After Peter Svidler of Russia and Ruslan Ponomariov of Ukraine had made to the semis following normal time-control games, Grischuk and Ivanchuk rose to the occasion to make it a battle between Russia and Ukraine only in this knockout event that started with 128 players.
Grischuk had his task cut out as he won the first game of tiebreaker with black pieces and the Russian had little difficulty in obtaining the needful draw in the return rapid game. That signaled the ouster of David Navara, who had not only played terrific chess but showed excellent gamesmanship during the course of the event.
Ivanchuk had to work harder in both the games. Teimour Radjabov is famous for his skills in the faster versions and kept Ivanchuk under pressure in the first game that started off with an English opening.

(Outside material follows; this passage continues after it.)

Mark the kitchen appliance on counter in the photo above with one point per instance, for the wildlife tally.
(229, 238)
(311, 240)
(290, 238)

The Azerbaijani got a slightly better position and kept pushing hard to finally win a rook for a Bishop. However, Ivanchuk came up with some dogged defense to keep white forces at bay.
Radjabov tried for the kill by transposing to the endgame but Ivanchuk`s defense was perfect and he got the draw after 120 moves.
In the return game, Radjabov was black and Ivanchuk called the shots in a Neo-Grunfeld defense. Going for the trade of queens early in the middle game, Ivanchuk got a better endgame and nurtured his advantage to make life difficult for his opponent.
As it turned out, the under-pressure Radjabov could not find the right path to recovery and blew it away with a blunder that cost him a piece. The game lasted 54 moves.
Grischuk won the first game after Navara went for unwarranted complications in a Caro Kann defense. The middle game was quite complicated after Navara decided to lose his right to castle and Grischuk worked on a remarkable tactic to outwit the younger player in just 43 moves.
In the return game, Navara went for the Bogo Indian defense and won a pawn but the resulting position remained within the boundaries of a draw. The game was drawn after 59 moves.
Peter Svidler will clash with Ponomariov in the first semifinal while the two winners today will take on each other in the second clash in the USD 1.6 million prize money competition.